Geat! We've built a neural network that learns to classify documents.
Yet, note that it takes *ages* to train compared to the models we trained on day 1: This model takes almost an hour on a regular GPU, versus a few seconds needed to train the traditional models. But, it does beat the accuracy of the best models from day 1, at 86% vs. 85%. And, if you were to use the BERT-Large model or train more carefully (e.g., including pre-training on the type of documents we see here), you probably still could squeeze out some more performance. As that would be contrary to the off-the-shelf comparison we are tying to do here, this is left as an exercie to the interested: That is to say, with sufficient dedication, you should be able to beat Erkan's 2011 SOTA on this dataset of around 90% accuracy using some version of BERT.

## Conclusion

Overall, this notebook is mostly here to show you why you should focus on simple things first: If you cannot produce something meaningful with an old-school model, that is either because

1. You do not have sufficient training data and need to make use modern transfer learning.
2. Your dataset is not adequate to solve the problem at hand; E.g., too noisy data/annotations is a pretty common issue.

(And if you are not sure what problem it is, you should assume it is the latter.)
You will save yourself lots of time and pain if you first start with the simple models we saw on day one to evaluate how far you will be able to go with the data you have.

Overall: Can one beat the state-of-the-art in text classification with deep learning? Yes, by using the very latest transfer learning techniques from Google, AllenAI, and others. But even then, remember: It is still tricky, and requires significant (hardware) resources.

## Take-home message

In the opinion of your instructor, particularly the deep learning literature is *littered* with evaluation results that claim to beat all former state-of-the-art, but indeed are quite frequently not much better, or ex-aequo, and often even worse.

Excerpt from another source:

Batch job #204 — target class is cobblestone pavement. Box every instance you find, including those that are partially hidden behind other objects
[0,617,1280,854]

That typically happens because the evalution conditions are poorly chosen and do not match the earlier literature.

Computer vision (CV), machine translation (MT), and dependency parsing (DP) are the famous cases where deep learning indeed has "pushed the envelope" by a substantial margin *on the **same**, **public** (and often, small) community datasets* for evaluating the approach and comparing it to existing methods. Yet, nearly no paper at all discusses how much more resources go into setting up, developing, training, and using deep learning models. And, at least for NLP and text mining, the gap between current deep learning models and all the other, equally important approaches is by far not as wide as what we saw in CV and MT.